門の前で立っていると、中からドアが開いた。カラン、と音を立てて中から千種ちゃんが出て来た。
「どう、かな?」
「―――うん、凄いよく似合ってる」
「でもいいの?これ着ちゃっても、」
「いいんだよ、折角の夏祭りなんだし、わたしのお古だけどそれで楽しんでおいで」
「じゃあ…お言葉に甘えて」
「行ってくるよ、おばあちゃん」
「いってきます」
「あぁ、いってらっしゃい」
夏休み(と言ってもお盆だけ)に実家に帰省した所、丁度地元の祭りがあったらしい。それを朝千種ちゃんに電話した所、行く行く!行きたい!って行ったから一緒に行くことになった。で、昼過ぎに僕の家に彼女が来たら、おばあちゃんが何かを探すようにたんすの中を漁りだした。「なにやってんの、おばあちゃん」って言ったら、皺だらけの顔に更に皺を寄せて、にこにこしながら「寿也、これ見て」と言った。白い包みに覆われたそれを見てみると、そこには向日葵のプリントがされた浴衣があった。「折角の夏祭りだし、千種ちゃんも女の子だから…」おばあちゃんはそう言って、それを床の上に置いて開いた。

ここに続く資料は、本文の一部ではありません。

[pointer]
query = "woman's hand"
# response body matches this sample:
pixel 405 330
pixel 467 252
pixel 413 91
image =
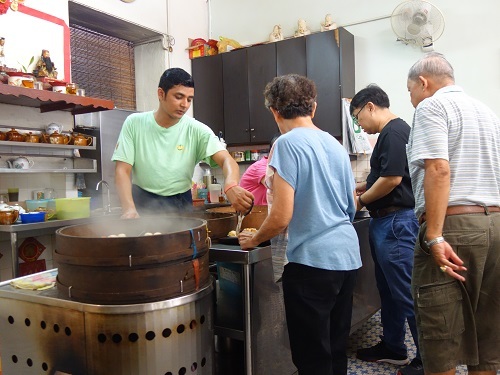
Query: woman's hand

そんなこんなで、おばあちゃんが推しに推して千種ちゃんは浴衣で出掛けることになった。おばあちゃんって、こんな人だったっけ?
「日本の祭りはほんとに久しぶりー楽しみー」
「向こうはなかったの?」
「んー…事あるごとにお祭り騒ぎしてからねー。縁日は無かったし」
「そっか、」
「うん、だから、ありがとね」
アップに上げた髪の毛に、花のピンをあしらえた千種ちゃんはほんとうに可愛かった。
「あ!寿也、金魚すくい!射的もあるー!!!」
それからはしゃいだ千種ちゃんに勝負をかけられたのは言うまでもない。